多分今までずっと京子先輩にはこんな風に接してきたからだろう。
だけど、勘違いして欲しくない。
京子先輩のことが好きな気持ちに嘘はないのだから。
京子「……ちなちゅ〜!」
京子先輩はいつもの調子で私に抱きついてきた。
ちなつ「あっ、ちょっ、もう!」
京子「へへへ、もちろんわかってるよ。これが私とちなつちゃんだもんね、うん!」
ちなつ「わかっててあんなこと言ったんですか!?」
京子「ごめんごめん。ちなつちゃんの気持ちをちゃんと聞きたくてさ〜」
ちなつ「……全くもう…」
だけど少し安心した。
勘違いしていなくて良かった。
京子「……本当に…今日が最後…なんだよね……」
ちなつ「いきなり何ですか」
京子「ずっとこの部室で過ごしてきたからやっぱり寂しいなぁって……」
ちなつ「卒業しても部室に遊びに来るとか言ってたじゃないですか」
京子「うん。いつもみたく毎日学校でちなつちゃんに会えなくなっちゃうのも寂しいなぁ」
ちなつ「学校で会えなくても、別の場所では会えるじゃないですか。毎日会うのは無理でも毎日電話やメールならできるかもしれませんし」
京子「……そうだね!よっし、じゃあそろそろ帰ろっか」
元気を取り戻した京子先輩が鞄を持って立ち上がる。
ちなつ「京子先輩」
……せっかくだし、たまには私も素直になってみよう。
そう思って私も立ち上がりつつ京子先輩の腕を掴み、
京子「んー?」
京子先輩のことを引き寄せて、京子先輩の唇に自分の唇を重ねた。
ちなつ「……在学中の京子先輩と部室に二人っきりでいられるのはこれが最後ですから…特別です。

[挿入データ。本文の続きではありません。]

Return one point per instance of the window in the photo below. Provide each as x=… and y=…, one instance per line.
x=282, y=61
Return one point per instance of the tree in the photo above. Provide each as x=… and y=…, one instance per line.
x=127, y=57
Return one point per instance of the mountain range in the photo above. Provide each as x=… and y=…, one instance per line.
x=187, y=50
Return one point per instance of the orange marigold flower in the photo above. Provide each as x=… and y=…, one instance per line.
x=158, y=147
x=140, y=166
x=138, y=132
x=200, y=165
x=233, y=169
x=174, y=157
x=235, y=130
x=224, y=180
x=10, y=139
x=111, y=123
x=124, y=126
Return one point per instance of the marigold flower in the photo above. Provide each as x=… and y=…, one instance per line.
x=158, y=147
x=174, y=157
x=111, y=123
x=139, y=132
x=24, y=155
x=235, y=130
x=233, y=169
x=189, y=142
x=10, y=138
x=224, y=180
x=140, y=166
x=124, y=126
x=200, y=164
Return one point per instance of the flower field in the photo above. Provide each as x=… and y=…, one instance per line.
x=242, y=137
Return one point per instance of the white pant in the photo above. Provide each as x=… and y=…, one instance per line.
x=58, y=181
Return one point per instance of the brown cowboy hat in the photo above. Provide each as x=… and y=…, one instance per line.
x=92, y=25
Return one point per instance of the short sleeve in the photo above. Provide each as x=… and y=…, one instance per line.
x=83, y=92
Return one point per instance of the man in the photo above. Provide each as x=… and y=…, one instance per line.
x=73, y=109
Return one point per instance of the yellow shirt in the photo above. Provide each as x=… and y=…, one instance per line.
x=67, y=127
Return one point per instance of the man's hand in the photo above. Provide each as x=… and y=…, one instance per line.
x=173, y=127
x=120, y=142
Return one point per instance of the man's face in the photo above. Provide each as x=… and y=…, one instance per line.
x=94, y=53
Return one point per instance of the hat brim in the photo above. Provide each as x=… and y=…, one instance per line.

大好きですよ、京子先輩!」
そして思いっきり笑ってみせた。
いつも私に纏わり付いてくるけど、私に元気をくれる優しい京子先輩。
そんな京子先輩のことが、私は大好きだ。
これからも、ずっと。
《おしまい》
で、結衣は誰が好きなんだ?
以上です。
ありがとうございました。
>>11
その辺はご想像にお任せします。